Abstract
Abstract
The first Borehole to Surface Electromagnetic (BSEM) pilot field survey in the Kingdom of Saudi Arabia (KSA) was successfully executed to identify oil and water bearing reservoir layers in a carbonate oilfield water injection zone.
Maximizing recovery factor by means of detailed mapping of hydrocarbon accumulations in the reservoirs is a key requirement for oil producing companies. This mapping is done routinely by accurate measurements of fluid distribution at the wells’ locations, but a knowledge gap exists in the inter-well volumes, where typically only density-based measurements are available (seismic and gravity). Such technologies are not always effective to discriminate and quantify the fluids in the porous space (especially when difference in fluid densities is small, such as oil and water). On the contrary, when high electrical resistivity contrasts exist between hydrocarbons and water, electromagnetic (EM) based technologies have the potential to map the distribution of the fluids and monitor their movement during the life of the field, hundreds of meters or kilometers away from the wellbores.

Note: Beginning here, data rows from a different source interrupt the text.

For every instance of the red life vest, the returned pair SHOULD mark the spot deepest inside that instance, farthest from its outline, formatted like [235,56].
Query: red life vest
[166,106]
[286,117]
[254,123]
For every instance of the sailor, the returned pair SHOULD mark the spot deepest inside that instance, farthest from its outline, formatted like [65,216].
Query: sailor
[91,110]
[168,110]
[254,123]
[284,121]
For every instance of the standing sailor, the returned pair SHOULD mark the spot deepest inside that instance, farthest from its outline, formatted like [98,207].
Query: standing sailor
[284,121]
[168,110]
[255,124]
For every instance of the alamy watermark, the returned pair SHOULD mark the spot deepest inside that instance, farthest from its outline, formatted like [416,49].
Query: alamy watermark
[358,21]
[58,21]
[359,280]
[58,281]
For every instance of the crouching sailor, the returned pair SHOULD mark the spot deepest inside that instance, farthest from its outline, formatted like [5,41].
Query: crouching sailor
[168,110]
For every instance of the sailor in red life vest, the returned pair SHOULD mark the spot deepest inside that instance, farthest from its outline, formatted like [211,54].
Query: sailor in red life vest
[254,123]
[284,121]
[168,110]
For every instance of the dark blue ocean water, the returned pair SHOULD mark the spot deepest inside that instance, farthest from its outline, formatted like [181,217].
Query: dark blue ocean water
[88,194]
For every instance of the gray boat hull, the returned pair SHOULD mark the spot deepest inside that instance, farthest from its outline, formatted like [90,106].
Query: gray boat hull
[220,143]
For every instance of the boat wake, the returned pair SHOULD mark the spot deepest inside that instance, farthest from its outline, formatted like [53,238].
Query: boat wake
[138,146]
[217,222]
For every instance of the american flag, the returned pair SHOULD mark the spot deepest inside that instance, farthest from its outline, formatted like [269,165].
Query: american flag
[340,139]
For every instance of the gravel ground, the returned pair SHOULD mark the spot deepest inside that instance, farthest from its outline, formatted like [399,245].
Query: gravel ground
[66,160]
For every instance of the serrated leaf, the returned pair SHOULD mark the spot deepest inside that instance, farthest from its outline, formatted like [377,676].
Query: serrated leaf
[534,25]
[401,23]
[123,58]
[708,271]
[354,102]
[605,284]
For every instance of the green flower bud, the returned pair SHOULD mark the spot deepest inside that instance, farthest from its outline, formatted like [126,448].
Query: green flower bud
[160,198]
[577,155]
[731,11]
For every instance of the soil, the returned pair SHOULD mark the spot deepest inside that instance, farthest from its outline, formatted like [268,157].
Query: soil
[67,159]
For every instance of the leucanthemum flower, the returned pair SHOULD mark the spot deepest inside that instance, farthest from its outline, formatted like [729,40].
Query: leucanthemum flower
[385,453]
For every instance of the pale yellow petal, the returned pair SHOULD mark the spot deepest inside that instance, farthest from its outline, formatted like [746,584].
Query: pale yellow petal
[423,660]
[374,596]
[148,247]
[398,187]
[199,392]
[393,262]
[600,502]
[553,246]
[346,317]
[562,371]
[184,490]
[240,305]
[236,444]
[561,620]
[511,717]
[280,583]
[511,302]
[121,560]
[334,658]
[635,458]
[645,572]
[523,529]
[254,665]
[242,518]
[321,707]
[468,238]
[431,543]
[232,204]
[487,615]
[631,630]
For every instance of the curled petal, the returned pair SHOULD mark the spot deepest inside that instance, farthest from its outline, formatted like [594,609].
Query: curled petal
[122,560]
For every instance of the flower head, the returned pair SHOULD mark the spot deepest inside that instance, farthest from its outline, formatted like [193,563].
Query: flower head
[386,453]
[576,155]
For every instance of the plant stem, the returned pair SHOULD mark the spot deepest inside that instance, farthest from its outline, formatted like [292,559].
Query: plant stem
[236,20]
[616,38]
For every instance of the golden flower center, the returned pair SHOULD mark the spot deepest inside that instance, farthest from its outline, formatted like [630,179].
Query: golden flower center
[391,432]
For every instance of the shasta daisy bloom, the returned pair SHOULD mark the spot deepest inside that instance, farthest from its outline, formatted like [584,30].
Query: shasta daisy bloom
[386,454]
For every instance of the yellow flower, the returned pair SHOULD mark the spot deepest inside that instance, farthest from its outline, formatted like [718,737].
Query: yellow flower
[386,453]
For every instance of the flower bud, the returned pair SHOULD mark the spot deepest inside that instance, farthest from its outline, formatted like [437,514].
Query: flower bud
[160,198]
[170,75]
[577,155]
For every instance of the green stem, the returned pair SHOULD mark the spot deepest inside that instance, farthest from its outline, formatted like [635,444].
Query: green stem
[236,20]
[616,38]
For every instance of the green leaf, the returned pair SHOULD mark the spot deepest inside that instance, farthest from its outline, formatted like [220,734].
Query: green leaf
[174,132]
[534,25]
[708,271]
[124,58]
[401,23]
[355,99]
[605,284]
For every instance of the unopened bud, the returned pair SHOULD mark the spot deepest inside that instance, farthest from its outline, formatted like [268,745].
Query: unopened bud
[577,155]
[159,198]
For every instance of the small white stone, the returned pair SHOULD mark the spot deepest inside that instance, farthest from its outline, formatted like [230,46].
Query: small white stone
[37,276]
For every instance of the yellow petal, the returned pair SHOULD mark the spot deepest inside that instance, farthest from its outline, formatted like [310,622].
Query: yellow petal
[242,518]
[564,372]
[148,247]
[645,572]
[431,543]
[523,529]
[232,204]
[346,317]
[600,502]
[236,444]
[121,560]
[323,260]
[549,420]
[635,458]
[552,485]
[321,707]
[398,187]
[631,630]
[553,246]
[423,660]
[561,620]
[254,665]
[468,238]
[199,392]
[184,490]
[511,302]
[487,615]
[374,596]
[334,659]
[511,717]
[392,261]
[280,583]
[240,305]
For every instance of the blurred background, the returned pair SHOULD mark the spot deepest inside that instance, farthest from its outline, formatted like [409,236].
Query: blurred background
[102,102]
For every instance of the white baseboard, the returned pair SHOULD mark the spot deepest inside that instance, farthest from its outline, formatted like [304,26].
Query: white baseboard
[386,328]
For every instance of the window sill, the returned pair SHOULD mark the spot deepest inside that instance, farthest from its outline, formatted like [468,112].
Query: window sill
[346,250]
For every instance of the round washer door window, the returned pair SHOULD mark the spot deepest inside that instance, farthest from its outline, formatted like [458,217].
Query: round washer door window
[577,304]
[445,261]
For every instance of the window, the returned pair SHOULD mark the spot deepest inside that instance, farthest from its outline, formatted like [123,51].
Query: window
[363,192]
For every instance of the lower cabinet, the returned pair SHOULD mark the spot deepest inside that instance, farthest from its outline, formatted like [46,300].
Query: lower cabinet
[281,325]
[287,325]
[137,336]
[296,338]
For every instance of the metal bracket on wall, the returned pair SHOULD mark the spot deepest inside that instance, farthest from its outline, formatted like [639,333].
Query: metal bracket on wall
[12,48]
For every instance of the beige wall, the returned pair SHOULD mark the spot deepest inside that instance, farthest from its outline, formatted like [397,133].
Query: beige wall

The objective of a BSEM survey is to obtain fluid sensitive resistivity and induced polarization maps. These are based on an acquisition grid at the surface, a few kilometers around the EM transmitting well, which reveal oil and water bearing zones in the investigated reservoir layers.
In this pilot field test, BSEM showed the potential to map water-front movements in an area of about 4km from the single well surveyed, evaluate the sweep efficiency, identify bypassed/ lagged oil zones, and eventually monitor the fluid displacements, if surveys are repeated over time. The data quality of the recorded signals is highly satisfactory. Fluid distribution maps obtained with BSEM are coherent with production data measured at the wells’ locations, filling the knowledge gap of the interwells area.
Three key R&D objectives for this BSEM pilot are achieved. Firstly, the capability to record at the surface EM signals generated in the reservoir, secondly, the capability of BSEM to discriminate between oil and water saturated reservoir zones, and finally obtain resistivity maps and a fluid distribution estimate plausible and coherent with the information obtained from well logs, crosswell EM, production data and reservoir models.
In addition to reservoir monitoring, BSEM can be very useful in non-diagnosed areas like exploration fields for hydrocarbon exploitations.